There are dozens of local and family owned businesses along this strip as well, where the chances of neighbors running into one another while waiting at the cash register is common.
But the coronavirus has kept beachgoers away and driven customers out of the main district. There are more than 60,000 cases of COVID-19 on Long Island, with more than 600 cases in Bay Shore itself. Restaurant tables are empty, there is no live music heard for miles, and all retail stores have locked their doors.
“We need our customers,” said Lisa Cellura, who owns Southside Family Vision, an optometry practice near Fourth Avenue and Main Street.
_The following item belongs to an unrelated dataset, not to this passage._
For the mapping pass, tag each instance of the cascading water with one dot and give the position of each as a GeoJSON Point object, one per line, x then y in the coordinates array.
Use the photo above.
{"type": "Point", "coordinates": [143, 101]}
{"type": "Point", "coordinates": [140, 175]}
Businesses have their doors shut and their website URLs pinned to the windows in big bold letters, desperate for online visitors.
Coastal, along with dozens of other restaurants, can’t allow customers to sit inside due to New York State’s lockdown regulations. However, these local hotspots are doing their best to keep chefs busy with takeout orders and phones ringing for deliveries.
Whether it’s a homemade poster, printed sign, or written note on a chalkboard, each place is showcasing their own kind of creativity to combat any negative business effects due to COVID-19 shutdowns.
The same goes for several businesses trying to do the same at this time.
Northwell Health Nursing
Shore Drug
One of Long Island’s hospitals, Southside, also located on Main Street, is housing both regular patients and COVID-19 patients.
Signs have gone up around the town and near the entrance in support of the health care workers going in and out everyday.
Another staple of Bay Shore are the Fire Island Ferries, founded in 1948.
People come from all over the island, city, and state to spend sunny days on Fire Island, a 30-mile long barrier beach off the coast of Long Island.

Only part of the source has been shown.